No room for visitors

Last month, environmental consultancy Outback Ecology and MWH Global moved into renovated 1960s premises on 41 Bishop Street, Jolimont.

‘We were very happy to sign a long 10-year lease,’ MWH country manager Chris Sprod said. ‘However, as we are a global organisation, we will have many people visiting from around the world and it is unfortunate the nearest accommodation is in West Perth.

‘Actively encouraging and increasing short-stay accommodation would be so valuable.’

A proposed $95 million development at the Ace Cinemas site on Hay Street, which included a nine-storey four-star hotel, was rejected because of its height by the City of Subiaco and Metro West Development Assessment Panel in May. The appeal with the State Administrative Tribunal goes to mediation on August 9.

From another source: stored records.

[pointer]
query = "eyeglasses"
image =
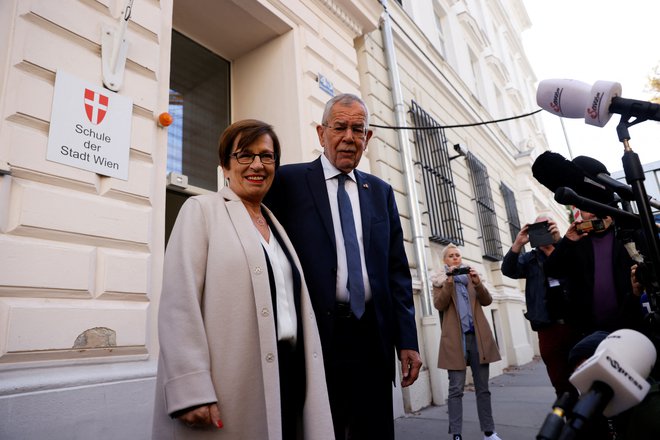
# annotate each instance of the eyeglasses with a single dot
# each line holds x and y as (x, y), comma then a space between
(245, 158)
(340, 129)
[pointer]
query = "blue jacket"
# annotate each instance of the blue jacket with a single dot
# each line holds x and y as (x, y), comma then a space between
(299, 200)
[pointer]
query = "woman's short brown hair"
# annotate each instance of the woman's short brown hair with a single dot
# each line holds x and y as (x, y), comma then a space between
(248, 131)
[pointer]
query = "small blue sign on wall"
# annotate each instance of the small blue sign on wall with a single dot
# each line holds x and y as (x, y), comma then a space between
(326, 85)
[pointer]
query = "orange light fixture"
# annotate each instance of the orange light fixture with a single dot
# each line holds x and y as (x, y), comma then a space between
(165, 119)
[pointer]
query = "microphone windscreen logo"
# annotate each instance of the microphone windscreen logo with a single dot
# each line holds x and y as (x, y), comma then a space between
(563, 97)
(600, 97)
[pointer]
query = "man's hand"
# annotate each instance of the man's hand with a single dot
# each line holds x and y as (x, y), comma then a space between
(202, 416)
(411, 363)
(521, 239)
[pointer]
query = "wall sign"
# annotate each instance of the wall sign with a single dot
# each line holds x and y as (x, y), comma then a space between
(90, 127)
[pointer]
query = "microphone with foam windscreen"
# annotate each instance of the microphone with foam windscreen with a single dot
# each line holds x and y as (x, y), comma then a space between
(595, 103)
(566, 196)
(613, 380)
(554, 171)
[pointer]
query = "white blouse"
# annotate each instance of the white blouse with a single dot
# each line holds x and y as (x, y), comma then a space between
(287, 327)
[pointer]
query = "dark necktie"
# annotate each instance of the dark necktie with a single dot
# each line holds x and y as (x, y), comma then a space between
(355, 283)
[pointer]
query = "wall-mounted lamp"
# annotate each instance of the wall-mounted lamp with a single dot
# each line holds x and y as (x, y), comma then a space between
(459, 150)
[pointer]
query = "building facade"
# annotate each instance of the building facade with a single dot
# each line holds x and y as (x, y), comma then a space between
(81, 251)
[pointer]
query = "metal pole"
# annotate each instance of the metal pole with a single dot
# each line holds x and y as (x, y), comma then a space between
(406, 159)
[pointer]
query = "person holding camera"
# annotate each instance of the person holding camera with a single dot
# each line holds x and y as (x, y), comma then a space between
(545, 297)
(466, 339)
(593, 259)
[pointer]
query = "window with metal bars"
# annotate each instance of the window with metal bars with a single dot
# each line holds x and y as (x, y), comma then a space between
(433, 160)
(490, 233)
(511, 210)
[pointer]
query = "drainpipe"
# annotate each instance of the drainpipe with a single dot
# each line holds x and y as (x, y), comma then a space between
(430, 324)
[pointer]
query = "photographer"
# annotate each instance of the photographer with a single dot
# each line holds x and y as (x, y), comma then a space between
(598, 269)
(466, 339)
(546, 298)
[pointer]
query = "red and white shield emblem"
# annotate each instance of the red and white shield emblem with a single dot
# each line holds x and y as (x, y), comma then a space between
(96, 106)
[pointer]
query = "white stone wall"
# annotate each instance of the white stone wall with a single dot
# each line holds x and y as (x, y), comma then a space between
(80, 253)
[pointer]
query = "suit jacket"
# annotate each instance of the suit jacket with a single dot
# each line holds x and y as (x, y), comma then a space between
(217, 329)
(451, 355)
(299, 199)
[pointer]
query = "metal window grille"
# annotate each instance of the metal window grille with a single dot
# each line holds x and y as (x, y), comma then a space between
(511, 210)
(433, 159)
(490, 233)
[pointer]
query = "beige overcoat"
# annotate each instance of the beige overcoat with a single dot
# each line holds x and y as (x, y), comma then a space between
(217, 329)
(451, 355)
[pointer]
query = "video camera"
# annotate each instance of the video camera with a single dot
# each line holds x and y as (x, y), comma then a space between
(573, 185)
(459, 271)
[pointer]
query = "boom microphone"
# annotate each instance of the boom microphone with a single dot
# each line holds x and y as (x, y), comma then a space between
(596, 103)
(566, 196)
(553, 171)
(597, 172)
(613, 379)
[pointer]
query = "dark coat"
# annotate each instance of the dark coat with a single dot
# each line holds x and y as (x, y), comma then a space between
(574, 260)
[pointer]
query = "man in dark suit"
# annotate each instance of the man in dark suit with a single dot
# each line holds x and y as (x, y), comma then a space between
(345, 227)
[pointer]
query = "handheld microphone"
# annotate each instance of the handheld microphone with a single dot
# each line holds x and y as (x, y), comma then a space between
(554, 422)
(613, 380)
(595, 103)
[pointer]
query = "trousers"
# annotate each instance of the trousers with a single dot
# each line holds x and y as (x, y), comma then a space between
(480, 374)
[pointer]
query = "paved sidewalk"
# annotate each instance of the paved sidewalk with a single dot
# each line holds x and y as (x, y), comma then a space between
(521, 398)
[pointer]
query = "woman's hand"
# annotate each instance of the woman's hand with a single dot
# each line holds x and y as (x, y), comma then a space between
(202, 416)
(474, 276)
(573, 234)
(554, 230)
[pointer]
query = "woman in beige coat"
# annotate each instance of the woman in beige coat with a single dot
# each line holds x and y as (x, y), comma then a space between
(466, 339)
(240, 355)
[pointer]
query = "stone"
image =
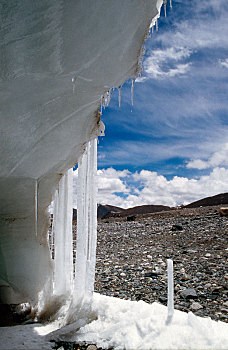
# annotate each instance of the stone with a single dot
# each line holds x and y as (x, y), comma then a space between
(196, 306)
(188, 293)
(223, 211)
(177, 227)
(91, 347)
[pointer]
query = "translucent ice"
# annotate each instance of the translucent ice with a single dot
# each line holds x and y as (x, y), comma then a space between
(86, 223)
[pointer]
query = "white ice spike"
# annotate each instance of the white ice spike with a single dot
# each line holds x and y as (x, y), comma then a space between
(63, 271)
(86, 223)
(36, 207)
(170, 290)
(120, 96)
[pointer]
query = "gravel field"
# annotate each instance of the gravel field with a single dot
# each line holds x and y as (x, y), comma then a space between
(131, 259)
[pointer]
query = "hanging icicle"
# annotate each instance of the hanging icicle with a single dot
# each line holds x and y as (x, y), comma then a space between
(36, 207)
(63, 271)
(132, 91)
(120, 96)
(101, 104)
(165, 4)
(74, 82)
(86, 223)
(170, 290)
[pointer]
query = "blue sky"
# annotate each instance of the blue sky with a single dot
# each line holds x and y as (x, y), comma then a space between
(171, 147)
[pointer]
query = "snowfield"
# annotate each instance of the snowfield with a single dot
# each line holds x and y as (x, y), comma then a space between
(125, 324)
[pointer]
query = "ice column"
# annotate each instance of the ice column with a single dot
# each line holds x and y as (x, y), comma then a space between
(86, 223)
(170, 290)
(62, 232)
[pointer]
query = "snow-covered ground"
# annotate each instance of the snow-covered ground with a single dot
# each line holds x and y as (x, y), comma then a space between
(125, 324)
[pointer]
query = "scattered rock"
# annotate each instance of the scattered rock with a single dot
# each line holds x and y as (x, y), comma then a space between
(196, 306)
(223, 211)
(177, 227)
(188, 293)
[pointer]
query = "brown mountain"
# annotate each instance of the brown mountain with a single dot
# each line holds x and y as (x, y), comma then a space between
(219, 199)
(142, 209)
(102, 210)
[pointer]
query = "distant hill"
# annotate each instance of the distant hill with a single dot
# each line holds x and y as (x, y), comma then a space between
(142, 209)
(102, 210)
(219, 199)
(109, 211)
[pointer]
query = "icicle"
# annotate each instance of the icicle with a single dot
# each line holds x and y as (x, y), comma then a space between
(101, 105)
(165, 4)
(120, 96)
(170, 290)
(73, 82)
(63, 237)
(55, 213)
(86, 223)
(36, 207)
(132, 91)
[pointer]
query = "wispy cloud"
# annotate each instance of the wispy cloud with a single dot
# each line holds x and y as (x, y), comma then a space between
(127, 189)
(224, 63)
(166, 63)
(219, 158)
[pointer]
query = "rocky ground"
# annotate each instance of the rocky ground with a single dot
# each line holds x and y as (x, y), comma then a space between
(131, 259)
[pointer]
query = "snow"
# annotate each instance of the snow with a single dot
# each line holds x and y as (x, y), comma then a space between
(62, 232)
(86, 223)
(125, 324)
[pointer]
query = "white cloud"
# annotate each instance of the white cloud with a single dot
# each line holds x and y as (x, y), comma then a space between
(166, 63)
(224, 63)
(156, 189)
(219, 158)
(126, 189)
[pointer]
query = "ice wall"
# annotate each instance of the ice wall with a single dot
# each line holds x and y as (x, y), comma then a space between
(86, 222)
(57, 59)
(62, 234)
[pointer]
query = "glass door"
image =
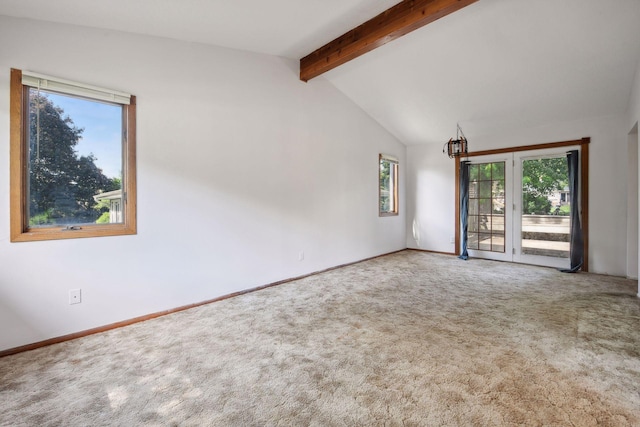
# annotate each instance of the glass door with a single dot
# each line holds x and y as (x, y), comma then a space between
(542, 215)
(519, 208)
(489, 221)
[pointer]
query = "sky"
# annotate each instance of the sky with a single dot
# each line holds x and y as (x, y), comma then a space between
(102, 125)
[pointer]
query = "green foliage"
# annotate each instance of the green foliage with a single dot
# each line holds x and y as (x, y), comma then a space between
(105, 218)
(385, 191)
(540, 178)
(61, 183)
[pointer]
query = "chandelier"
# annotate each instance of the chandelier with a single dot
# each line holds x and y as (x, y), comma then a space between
(458, 146)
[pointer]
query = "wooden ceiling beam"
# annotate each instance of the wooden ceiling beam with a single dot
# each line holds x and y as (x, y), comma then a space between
(391, 24)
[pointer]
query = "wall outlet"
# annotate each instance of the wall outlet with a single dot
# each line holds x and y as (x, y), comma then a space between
(75, 296)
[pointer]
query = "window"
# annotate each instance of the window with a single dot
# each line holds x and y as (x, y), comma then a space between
(388, 193)
(72, 159)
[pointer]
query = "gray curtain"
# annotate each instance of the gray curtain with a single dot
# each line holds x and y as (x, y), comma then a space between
(464, 206)
(577, 240)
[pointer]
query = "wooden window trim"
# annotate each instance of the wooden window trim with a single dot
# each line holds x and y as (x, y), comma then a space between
(19, 230)
(396, 185)
(584, 187)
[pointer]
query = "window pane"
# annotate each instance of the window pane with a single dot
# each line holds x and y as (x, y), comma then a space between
(497, 223)
(75, 155)
(472, 241)
(484, 243)
(473, 206)
(473, 173)
(497, 170)
(485, 189)
(485, 206)
(484, 172)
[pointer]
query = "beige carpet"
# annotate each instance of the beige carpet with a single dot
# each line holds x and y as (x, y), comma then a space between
(407, 339)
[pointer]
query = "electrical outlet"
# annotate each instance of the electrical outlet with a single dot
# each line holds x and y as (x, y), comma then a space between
(74, 296)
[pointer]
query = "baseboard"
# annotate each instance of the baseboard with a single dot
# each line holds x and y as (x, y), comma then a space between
(432, 252)
(123, 323)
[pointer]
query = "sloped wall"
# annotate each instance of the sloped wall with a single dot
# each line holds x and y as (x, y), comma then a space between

D2 Property managing director Ian Day, representing the owners of the former Pavilion Market site, said the closure of Quest apartments had reduced the already limited availability of short-stay accommodation in Subiaco.

‘Our plans for the Pavilion Market site include 93 short stay suites,’ Mr Day said. ‘So it comes as no surprise to us that there are businesses watching with bated breath the success of our project.’

He said the development would deliver a permanent visitor population to the town centre and increase commercial activity.

Subiaco Business Association president Geoff Parnell said the best use of the land along the Subiaco railway station was accommodation and apartments.

‘Subiaco’s great location in itself doesn’t make it work, you’ve got to have vibrant main street atmosphere created by people living, working and staying in the Subiaco CBD,’ Mr Parnell said.’